Chapter 1: Setting the scene

Humans love a good story. From the cavemen to the Kardashians, we’ve been spinning yarns for millennia.

In fact, 65% of our everyday conversations are made up of personal stories and gossip[1].

Over recent years, the word ‘storytelling’ has been buzzing its way around marketing departments and advertising agencies. Despite the ‘fluffiness’ of the word and the nostalgia it conjures, storytelling has hard-hitting commercial potential.

No matter how honest, moving or human our brand narratives may be, the ultimate objective is to promote our brand, products and services. And there’s lots of evidence to suggest that storytelling provides a winning formula.

The key is to make sure you’re telling the right story in the right way.

Whether it’s Oxo family soap opera or Ikea’s Lion, there are plenty of excellent storytelling ads that have offered food for thought, laughter or pathos over the years. If you haven’t seen it, we can recommend The Canal Plus Bear, it’s one of our agency’s favourites.

Chapter 2: The build up 

Emotion and memory are powerful partners. Research by Stanford Business School has found that people remember stories around 22 times better than facts[2]. So it’s not surprising that when stories are used in advertising, they can have a marked influence on our buying behaviour. Not only do they help us remember brands better, the right narrative changes what we think about a product’s quality and value.

In a study released last year, participants were shown two different adverts for a brand of Californian chardonnay. One ad had standard tasting notes, the other the winemaker’s story. The results showed that people were 5% more likely to opt for the bottle with the winemaker’s story – and significantly – willing to pay 6% more for it[3].
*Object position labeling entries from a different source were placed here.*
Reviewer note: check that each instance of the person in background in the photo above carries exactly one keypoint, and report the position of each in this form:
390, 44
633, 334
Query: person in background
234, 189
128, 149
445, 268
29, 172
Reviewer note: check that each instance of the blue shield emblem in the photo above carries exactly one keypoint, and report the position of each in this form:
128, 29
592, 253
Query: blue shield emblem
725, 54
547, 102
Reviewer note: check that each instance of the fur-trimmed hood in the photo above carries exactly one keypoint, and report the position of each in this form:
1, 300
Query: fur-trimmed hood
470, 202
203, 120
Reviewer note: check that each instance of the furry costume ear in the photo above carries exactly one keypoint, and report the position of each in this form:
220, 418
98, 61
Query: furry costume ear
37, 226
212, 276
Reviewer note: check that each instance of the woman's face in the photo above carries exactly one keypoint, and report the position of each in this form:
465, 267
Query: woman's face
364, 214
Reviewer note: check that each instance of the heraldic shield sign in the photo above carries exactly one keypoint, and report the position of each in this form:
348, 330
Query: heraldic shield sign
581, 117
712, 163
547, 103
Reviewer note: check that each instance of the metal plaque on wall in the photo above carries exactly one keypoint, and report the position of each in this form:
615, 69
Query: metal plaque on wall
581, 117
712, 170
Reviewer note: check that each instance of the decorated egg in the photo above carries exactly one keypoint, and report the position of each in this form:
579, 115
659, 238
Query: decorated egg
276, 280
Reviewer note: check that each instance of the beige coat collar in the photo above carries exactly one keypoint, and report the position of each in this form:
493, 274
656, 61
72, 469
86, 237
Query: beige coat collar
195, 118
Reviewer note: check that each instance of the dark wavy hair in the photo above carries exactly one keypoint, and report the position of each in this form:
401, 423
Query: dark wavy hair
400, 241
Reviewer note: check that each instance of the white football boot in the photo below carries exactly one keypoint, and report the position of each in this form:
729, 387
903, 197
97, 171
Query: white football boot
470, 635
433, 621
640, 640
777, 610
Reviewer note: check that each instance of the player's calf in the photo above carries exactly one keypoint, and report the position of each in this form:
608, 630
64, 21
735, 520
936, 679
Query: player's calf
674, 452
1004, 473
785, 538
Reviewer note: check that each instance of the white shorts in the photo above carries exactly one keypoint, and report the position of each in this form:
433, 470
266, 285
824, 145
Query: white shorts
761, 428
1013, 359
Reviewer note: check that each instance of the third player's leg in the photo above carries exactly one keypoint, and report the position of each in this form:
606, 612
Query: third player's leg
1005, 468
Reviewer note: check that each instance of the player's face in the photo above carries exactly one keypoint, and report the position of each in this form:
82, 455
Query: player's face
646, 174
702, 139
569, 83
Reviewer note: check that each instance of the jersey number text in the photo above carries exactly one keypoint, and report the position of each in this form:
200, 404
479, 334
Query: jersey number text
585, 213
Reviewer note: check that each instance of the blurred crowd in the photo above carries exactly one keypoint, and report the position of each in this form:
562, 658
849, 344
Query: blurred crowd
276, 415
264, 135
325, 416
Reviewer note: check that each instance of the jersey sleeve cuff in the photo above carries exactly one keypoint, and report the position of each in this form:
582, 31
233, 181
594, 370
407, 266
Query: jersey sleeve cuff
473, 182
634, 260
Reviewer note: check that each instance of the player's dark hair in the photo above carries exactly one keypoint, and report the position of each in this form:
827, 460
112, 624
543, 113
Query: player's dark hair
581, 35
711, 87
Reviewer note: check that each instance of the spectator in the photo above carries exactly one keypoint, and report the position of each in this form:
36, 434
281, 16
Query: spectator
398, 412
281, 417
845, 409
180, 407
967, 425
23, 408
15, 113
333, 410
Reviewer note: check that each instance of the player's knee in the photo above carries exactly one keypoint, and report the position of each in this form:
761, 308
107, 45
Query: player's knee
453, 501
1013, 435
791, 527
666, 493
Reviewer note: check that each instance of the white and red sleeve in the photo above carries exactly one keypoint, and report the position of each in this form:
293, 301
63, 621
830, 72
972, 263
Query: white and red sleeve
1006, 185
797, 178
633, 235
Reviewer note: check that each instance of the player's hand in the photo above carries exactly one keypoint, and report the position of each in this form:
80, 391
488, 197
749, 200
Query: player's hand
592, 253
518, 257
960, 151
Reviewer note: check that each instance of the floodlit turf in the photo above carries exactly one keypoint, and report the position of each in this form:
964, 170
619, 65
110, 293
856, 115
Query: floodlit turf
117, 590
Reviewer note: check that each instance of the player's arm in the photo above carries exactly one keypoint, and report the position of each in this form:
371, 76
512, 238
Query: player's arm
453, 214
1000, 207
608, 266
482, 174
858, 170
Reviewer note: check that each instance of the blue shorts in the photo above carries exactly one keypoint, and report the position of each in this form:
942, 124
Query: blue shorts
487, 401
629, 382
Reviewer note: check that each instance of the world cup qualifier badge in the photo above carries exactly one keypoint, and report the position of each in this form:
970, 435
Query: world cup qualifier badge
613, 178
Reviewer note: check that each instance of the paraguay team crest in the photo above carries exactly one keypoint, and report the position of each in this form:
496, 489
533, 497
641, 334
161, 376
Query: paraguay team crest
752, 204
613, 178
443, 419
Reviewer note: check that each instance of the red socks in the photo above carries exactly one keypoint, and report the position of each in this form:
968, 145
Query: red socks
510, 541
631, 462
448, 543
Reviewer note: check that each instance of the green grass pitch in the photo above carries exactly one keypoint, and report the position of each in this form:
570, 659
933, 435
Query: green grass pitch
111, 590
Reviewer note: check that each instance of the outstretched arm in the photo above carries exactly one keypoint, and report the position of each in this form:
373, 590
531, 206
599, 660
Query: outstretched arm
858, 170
It goes without saying, having a tale to tell based on genuine insight is a good starting place for any brand. But, in the words of Martin Weigel,  “Ultimately it is not the story we tell that is important. But the story that the consumer tells about the brand. Whether to themselves, or to others”. 

Chapter 3: The denouement

In response to how our customers are now choosing to consume information, brands need to evolve new ways to tell their stories .

In a recent survey of global customers, 87% of respondents said they want more meaningful interactions with brands.[4]  ‘Meaningful’ here translates as authentic, emotional and entertaining. In short, brands need to offer more in return for their attention. And once they have it, customers want to be invited in.

This is what we’re seeing from a new breed of brand campaigns: an evolutionary shift from ‘passive’ to ‘active’ storytelling. 
The audience is not being told a brand story.
They are the story.

Nike’s Nothing Beats a Londoner campaign is the perfect example of the new wave. And it has a pretty good story of its own.

Nothing Beats a Londoner came about because Nike had lost touch with kids in London. Their brand meant nothing to them.  It was just another big, faceless American company.  They knew they needed to find a way to reconnect, and key to this was finding an authentic voice and a story (or stories) that rang true. And what better way to do it than getting 258 young Londoners to create their own portrait of their city?

Every vignette featured in the ad is based on a real story. The opening scene, where a teenage boy talks about running two miles to get to training, is inspired by kids who said they run everywhere because they can’t afford the Tube. As a piece of storytelling it was compelling – a rich and original tapestry of experience, attitude and pride. As a marketing campaign it was inspired – each of young people involved launched the ad via their own social channels. This helped give the brand organic reach almost impossible to achieve on its own.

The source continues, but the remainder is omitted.